This example illustrates the tax benefits when contributing appreciated assets:
Cash Gift vs. Stock Gift
Cash Gift | Stock Gift | |
Gift Value | $10,000 | $10,000 |
Income tax deduction | $10,000 | $10,000 |
Income tax saved (assume 24% rate)* | $2,400 | $2,400 |
Stock purchase price | - | $2,000 |
Increase in value | - | $8,000 |
Tax avoided on gain (assume 15% rate) | - | $1,200 |
Total tax savings | $2,400 | $3,600 |
After-tax Cost of Gift | $7,600 | $6,400 |
*assumes donor itemized deductions
Usually, contributions of securities can be made easily via electronic transfer.
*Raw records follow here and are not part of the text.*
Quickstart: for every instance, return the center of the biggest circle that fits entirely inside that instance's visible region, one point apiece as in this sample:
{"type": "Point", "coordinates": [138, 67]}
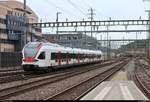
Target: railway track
{"type": "Point", "coordinates": [18, 89]}
{"type": "Point", "coordinates": [78, 90]}
{"type": "Point", "coordinates": [142, 79]}
{"type": "Point", "coordinates": [9, 75]}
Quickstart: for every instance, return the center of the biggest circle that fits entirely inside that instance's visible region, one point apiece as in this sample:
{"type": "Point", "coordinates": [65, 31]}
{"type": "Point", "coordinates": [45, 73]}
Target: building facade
{"type": "Point", "coordinates": [14, 25]}
{"type": "Point", "coordinates": [74, 40]}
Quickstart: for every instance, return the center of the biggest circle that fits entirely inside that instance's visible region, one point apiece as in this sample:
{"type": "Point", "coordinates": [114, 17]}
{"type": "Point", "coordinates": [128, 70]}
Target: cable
{"type": "Point", "coordinates": [76, 7]}
{"type": "Point", "coordinates": [61, 9]}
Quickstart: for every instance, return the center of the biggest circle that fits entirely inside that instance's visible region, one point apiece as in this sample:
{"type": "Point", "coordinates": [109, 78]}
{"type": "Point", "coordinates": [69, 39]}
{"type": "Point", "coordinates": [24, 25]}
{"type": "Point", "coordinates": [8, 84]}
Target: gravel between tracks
{"type": "Point", "coordinates": [48, 90]}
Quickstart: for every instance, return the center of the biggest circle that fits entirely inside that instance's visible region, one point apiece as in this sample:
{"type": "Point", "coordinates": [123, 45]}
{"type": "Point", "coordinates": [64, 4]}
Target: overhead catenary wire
{"type": "Point", "coordinates": [61, 9]}
{"type": "Point", "coordinates": [76, 7]}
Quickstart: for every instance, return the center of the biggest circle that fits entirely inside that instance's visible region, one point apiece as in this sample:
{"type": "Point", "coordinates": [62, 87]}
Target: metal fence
{"type": "Point", "coordinates": [10, 59]}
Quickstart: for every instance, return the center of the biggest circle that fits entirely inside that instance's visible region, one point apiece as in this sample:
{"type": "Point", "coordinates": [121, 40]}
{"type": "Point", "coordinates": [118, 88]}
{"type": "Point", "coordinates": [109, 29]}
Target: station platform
{"type": "Point", "coordinates": [115, 90]}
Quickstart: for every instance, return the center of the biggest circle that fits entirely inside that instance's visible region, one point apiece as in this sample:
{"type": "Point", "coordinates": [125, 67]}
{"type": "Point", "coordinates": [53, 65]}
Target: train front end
{"type": "Point", "coordinates": [33, 56]}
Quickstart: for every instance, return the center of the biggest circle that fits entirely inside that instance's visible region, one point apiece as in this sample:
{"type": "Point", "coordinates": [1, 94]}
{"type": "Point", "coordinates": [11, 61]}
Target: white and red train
{"type": "Point", "coordinates": [45, 56]}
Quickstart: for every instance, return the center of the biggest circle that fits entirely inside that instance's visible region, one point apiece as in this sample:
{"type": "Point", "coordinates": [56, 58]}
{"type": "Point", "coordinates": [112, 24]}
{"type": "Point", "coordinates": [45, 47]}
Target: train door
{"type": "Point", "coordinates": [67, 58]}
{"type": "Point", "coordinates": [59, 58]}
{"type": "Point", "coordinates": [78, 57]}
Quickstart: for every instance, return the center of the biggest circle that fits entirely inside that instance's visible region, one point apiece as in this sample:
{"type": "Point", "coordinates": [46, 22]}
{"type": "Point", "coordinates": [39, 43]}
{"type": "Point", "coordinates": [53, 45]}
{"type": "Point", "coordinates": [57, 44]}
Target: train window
{"type": "Point", "coordinates": [53, 56]}
{"type": "Point", "coordinates": [42, 55]}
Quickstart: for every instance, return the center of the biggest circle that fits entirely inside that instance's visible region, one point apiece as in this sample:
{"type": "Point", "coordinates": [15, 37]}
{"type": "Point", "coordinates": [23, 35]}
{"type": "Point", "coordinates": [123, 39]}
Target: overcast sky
{"type": "Point", "coordinates": [78, 9]}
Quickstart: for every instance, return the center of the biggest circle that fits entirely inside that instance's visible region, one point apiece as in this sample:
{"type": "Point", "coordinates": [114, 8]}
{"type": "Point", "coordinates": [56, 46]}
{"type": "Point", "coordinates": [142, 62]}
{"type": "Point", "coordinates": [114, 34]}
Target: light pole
{"type": "Point", "coordinates": [147, 9]}
{"type": "Point", "coordinates": [57, 14]}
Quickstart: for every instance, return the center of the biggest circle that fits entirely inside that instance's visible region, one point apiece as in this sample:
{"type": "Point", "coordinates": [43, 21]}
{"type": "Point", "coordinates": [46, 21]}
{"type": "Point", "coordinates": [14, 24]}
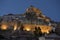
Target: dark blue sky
{"type": "Point", "coordinates": [50, 8]}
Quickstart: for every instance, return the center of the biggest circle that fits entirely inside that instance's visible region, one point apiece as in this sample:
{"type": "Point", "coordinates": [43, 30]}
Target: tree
{"type": "Point", "coordinates": [22, 27]}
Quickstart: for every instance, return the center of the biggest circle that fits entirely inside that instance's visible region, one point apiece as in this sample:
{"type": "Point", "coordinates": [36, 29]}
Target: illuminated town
{"type": "Point", "coordinates": [32, 22]}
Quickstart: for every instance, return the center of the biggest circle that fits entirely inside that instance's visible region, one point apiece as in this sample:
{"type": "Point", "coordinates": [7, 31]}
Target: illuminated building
{"type": "Point", "coordinates": [32, 18]}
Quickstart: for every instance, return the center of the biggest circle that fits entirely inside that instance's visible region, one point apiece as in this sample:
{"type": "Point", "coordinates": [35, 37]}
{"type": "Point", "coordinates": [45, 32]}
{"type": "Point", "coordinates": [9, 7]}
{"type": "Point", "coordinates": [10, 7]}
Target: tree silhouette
{"type": "Point", "coordinates": [22, 27]}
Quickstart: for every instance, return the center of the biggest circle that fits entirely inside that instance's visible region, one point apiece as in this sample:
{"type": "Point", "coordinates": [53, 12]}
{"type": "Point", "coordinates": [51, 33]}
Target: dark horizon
{"type": "Point", "coordinates": [50, 8]}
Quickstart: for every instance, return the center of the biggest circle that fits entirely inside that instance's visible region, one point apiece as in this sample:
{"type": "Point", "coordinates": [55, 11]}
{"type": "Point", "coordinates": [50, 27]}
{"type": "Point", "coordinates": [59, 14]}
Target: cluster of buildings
{"type": "Point", "coordinates": [30, 19]}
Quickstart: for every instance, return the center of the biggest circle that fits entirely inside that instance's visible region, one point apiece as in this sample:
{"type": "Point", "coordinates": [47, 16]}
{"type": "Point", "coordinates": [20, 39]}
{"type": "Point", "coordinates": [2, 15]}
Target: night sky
{"type": "Point", "coordinates": [50, 8]}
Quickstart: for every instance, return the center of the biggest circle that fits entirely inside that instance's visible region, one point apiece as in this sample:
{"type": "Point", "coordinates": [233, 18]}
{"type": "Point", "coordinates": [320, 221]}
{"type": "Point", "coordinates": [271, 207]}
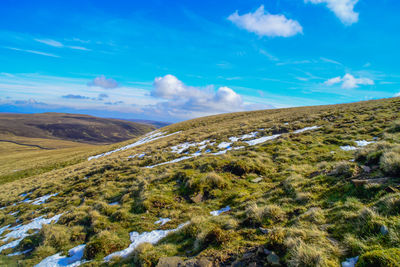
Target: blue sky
{"type": "Point", "coordinates": [175, 60]}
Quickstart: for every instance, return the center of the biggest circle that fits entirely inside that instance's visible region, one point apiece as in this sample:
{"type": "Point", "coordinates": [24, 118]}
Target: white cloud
{"type": "Point", "coordinates": [50, 42]}
{"type": "Point", "coordinates": [265, 24]}
{"type": "Point", "coordinates": [349, 81]}
{"type": "Point", "coordinates": [33, 52]}
{"type": "Point", "coordinates": [55, 43]}
{"type": "Point", "coordinates": [343, 9]}
{"type": "Point", "coordinates": [102, 81]}
{"type": "Point", "coordinates": [190, 101]}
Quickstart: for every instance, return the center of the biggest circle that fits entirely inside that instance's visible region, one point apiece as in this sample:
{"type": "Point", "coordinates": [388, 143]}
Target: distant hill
{"type": "Point", "coordinates": [157, 124]}
{"type": "Point", "coordinates": [71, 127]}
{"type": "Point", "coordinates": [307, 186]}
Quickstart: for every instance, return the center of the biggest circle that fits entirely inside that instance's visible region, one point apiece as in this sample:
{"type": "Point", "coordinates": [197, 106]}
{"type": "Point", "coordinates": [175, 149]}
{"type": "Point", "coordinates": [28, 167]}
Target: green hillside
{"type": "Point", "coordinates": [309, 186]}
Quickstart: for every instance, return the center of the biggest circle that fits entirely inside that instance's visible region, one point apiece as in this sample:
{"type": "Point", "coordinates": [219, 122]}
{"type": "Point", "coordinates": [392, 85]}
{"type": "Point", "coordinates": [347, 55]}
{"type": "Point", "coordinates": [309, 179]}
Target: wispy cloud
{"type": "Point", "coordinates": [343, 9]}
{"type": "Point", "coordinates": [32, 51]}
{"type": "Point", "coordinates": [75, 97]}
{"type": "Point", "coordinates": [103, 82]}
{"type": "Point", "coordinates": [349, 81]}
{"type": "Point", "coordinates": [55, 43]}
{"type": "Point", "coordinates": [49, 42]}
{"type": "Point", "coordinates": [328, 60]}
{"type": "Point", "coordinates": [265, 24]}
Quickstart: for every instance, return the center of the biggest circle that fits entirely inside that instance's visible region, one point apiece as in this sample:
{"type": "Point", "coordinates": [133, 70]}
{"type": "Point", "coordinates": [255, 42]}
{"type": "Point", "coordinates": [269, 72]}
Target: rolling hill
{"type": "Point", "coordinates": [71, 127]}
{"type": "Point", "coordinates": [36, 143]}
{"type": "Point", "coordinates": [309, 186]}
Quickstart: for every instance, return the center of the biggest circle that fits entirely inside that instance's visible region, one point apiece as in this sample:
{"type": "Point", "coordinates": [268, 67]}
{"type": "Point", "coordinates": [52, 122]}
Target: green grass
{"type": "Point", "coordinates": [314, 213]}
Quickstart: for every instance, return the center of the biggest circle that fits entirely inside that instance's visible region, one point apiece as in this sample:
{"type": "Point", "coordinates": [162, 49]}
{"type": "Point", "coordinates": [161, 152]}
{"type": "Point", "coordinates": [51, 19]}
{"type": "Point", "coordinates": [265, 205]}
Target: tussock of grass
{"type": "Point", "coordinates": [305, 207]}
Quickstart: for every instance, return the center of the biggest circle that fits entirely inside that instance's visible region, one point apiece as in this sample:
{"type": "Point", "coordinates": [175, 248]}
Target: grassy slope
{"type": "Point", "coordinates": [31, 144]}
{"type": "Point", "coordinates": [315, 215]}
{"type": "Point", "coordinates": [72, 127]}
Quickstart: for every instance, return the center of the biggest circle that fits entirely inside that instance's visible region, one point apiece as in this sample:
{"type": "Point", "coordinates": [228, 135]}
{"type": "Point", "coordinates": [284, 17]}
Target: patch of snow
{"type": "Point", "coordinates": [171, 161]}
{"type": "Point", "coordinates": [19, 253]}
{"type": "Point", "coordinates": [307, 129]}
{"type": "Point", "coordinates": [363, 142]}
{"type": "Point", "coordinates": [348, 148]}
{"type": "Point", "coordinates": [218, 212]}
{"type": "Point", "coordinates": [139, 156]}
{"type": "Point", "coordinates": [25, 194]}
{"type": "Point", "coordinates": [20, 231]}
{"type": "Point", "coordinates": [152, 237]}
{"type": "Point", "coordinates": [249, 135]}
{"type": "Point", "coordinates": [262, 139]}
{"type": "Point", "coordinates": [234, 139]}
{"type": "Point", "coordinates": [350, 262]}
{"type": "Point", "coordinates": [224, 145]}
{"type": "Point", "coordinates": [2, 229]}
{"type": "Point", "coordinates": [148, 138]}
{"type": "Point", "coordinates": [73, 259]}
{"type": "Point", "coordinates": [42, 199]}
{"type": "Point", "coordinates": [162, 221]}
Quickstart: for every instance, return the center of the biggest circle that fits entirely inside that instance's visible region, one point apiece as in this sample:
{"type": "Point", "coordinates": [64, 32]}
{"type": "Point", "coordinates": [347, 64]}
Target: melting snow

However, be sure to direct that the securities themselves are transferred to the MUSC Foundation. If you allow your shares to be sold and the proceeds sent to charity you will trigger the capital gains tax.
And what if you like your current portfolio? You can still contribute appreciated shares and then use cash to replace them with shares you purchase today. In the end, your portfolio allocation will be unchanged, and your new shares have a higher cost basis with no taxable capital gain.
Note: If you own securities now worth less than you paid for them, you may wish to consider selling them and contributing from the cash proceeds. You’ll receive an income tax charitable deduction for your contribution as well as a capital loss deduction than can offset other capital gain income.